If an attacker manages to break into the anti-collision system on our vessel, we need to be able of detecting this fast, and responding to it. The autonomous system should ideally perform the detection on its own, without the need for a human analyst due to the need for fast response. Using human (or AI agents) onshore in addition is also a good idea. As a minimum the system should:

  • Log all access requests and authorization requests
  • Apply UEBA (user entity behavior analysis) to detect an unusual activity
  • Use advanced detection technologies such as security features of a NGFW, a SIEM with robust detection rules, thorough audit logging on all network equipment and endpoints
  • Use EDR technology to provide improved endpoint visibility
  • Receive and use threat intelligence in relevant technologies
  • Use deep packet inspection systems with protocol interpreters for any OT systems part of the anti-collision system
  • Map threat models to detection coverage to ensure anticipated attacks are detectable

By using a comprehensive detection approach to cyber events, combined with a well-hardened system, it will be very difficult for a threat actor to take control of the system unnoticed.

Respond and recover

If an attack is detected, it should be dealt with before it can cause any damage. It may be a good idea to conservatively plan for physical response also for an autonomous ship with a cybersecurity intrusion detection, even if the detection is not 100% reliable, especially for a safety critical system. A possible response could be:

  • Isolate the collision avoidance system from the local network automatically
  • Stop the vessel and maintain position (using DP if available and without security detections, and as a backup to drop anchor)
  • Alert nearby ships over radio that “Autonomous ship has lost anti-collision system availability and is maintaining position. Please keep distance. “
  • Alert onshore control of the situation.
  • Run system recovery

System recovery could entail securing forensic data, automatically analysing data for indicators of compromise and identify patient zero and exploitation path, expanding blast radius to continue analysis through pivots, reinstall all affected systems from trusted backups, update configurations and harden against exploitation path if possible, perform system validation, transfer back to operations with approval from onshore operations. Establishing a response system like this would require considerable engineering effort.

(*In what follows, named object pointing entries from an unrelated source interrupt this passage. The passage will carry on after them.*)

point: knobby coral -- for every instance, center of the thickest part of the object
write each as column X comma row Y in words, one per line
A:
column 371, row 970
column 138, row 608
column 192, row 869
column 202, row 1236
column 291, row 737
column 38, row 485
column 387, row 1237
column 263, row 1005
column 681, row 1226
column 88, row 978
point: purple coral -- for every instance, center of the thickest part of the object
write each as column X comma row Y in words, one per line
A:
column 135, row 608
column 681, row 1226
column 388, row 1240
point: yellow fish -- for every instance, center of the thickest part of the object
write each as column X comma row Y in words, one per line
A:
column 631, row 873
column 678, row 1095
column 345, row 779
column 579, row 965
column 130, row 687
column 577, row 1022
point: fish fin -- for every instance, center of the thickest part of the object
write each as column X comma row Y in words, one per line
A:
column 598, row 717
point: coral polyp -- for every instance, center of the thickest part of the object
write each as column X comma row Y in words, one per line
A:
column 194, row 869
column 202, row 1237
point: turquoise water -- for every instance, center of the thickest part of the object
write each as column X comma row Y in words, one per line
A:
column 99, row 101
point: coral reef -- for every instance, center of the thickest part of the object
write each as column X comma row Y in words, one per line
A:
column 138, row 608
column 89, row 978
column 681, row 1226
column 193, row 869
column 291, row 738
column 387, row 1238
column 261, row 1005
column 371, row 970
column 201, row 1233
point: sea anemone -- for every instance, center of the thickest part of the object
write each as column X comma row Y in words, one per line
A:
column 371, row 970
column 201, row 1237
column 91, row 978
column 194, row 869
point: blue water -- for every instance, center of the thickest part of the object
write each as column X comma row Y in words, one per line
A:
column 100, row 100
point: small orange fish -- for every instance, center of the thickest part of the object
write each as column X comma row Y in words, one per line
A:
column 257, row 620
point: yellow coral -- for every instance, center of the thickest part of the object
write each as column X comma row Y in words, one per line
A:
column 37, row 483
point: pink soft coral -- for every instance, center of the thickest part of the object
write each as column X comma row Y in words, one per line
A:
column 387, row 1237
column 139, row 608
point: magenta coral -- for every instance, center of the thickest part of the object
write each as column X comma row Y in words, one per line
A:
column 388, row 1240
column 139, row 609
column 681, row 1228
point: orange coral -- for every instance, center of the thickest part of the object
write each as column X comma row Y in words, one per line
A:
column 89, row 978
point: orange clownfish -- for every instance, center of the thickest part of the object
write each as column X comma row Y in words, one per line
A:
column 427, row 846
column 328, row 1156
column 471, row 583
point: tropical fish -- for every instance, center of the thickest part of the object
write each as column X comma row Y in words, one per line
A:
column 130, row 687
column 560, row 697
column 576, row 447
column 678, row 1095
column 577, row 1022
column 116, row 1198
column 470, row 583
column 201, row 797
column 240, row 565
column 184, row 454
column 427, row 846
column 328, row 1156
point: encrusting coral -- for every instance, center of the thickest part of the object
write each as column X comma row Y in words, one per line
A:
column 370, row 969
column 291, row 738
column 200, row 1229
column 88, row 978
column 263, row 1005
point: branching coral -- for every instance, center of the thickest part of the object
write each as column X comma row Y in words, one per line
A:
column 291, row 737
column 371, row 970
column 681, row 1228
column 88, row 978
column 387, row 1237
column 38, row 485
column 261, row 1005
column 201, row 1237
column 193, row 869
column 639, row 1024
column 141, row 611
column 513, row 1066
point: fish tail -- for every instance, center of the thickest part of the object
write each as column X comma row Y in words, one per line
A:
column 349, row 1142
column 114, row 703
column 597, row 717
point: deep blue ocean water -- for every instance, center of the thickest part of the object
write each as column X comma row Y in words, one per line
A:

An alternative approach is to maintain position, and wait for humans to manually recover the system and approve returning to normal operation.

The development of autonomous ships, cars and other high-risk applications are subject to regulatory approval. Yet, the focus of authorities may not be on cybersecurity, and the competence of those designing the systems as well as the ones approving them may be stronger in other areas than cyber. This is especially true for sectors where cybersecurity has not traditionally been a big priority due to more manual operations.

A cyber risk recipe for people developing autonomous cyber-physical systems

If we are going to make a recipe for development of responsible autonomous systems, we can summarize this in 5 main steps:

  • Maintain good cyber situational awareness. Know what you have in your systems, how it works, and where you are vulnerable – and also keep track of the adversary’s intentions and capabilities. Use this to plan your system designs and operations. Adapt as the situation changes.
  • Rely on good practice. Use IEC 62443 and other know IT/OT security practices to guide both design and operation.
  • Involve the suppliers and collaborate on defending the systems, from design to operations. We only win through joint efforts.
  • Test continuously. Test your assumptions, your systems, your attack surface. Update defenses and capabilities accordingly.
  • Consider changing operating mode based on threat level. With good situational awareness you can take precautions when the threat level is high by reducing connectivity to a minimum, moving to lower degree of autonomy, etc. Plan for high-threat situations, and you will be better equipped to meet challenging times.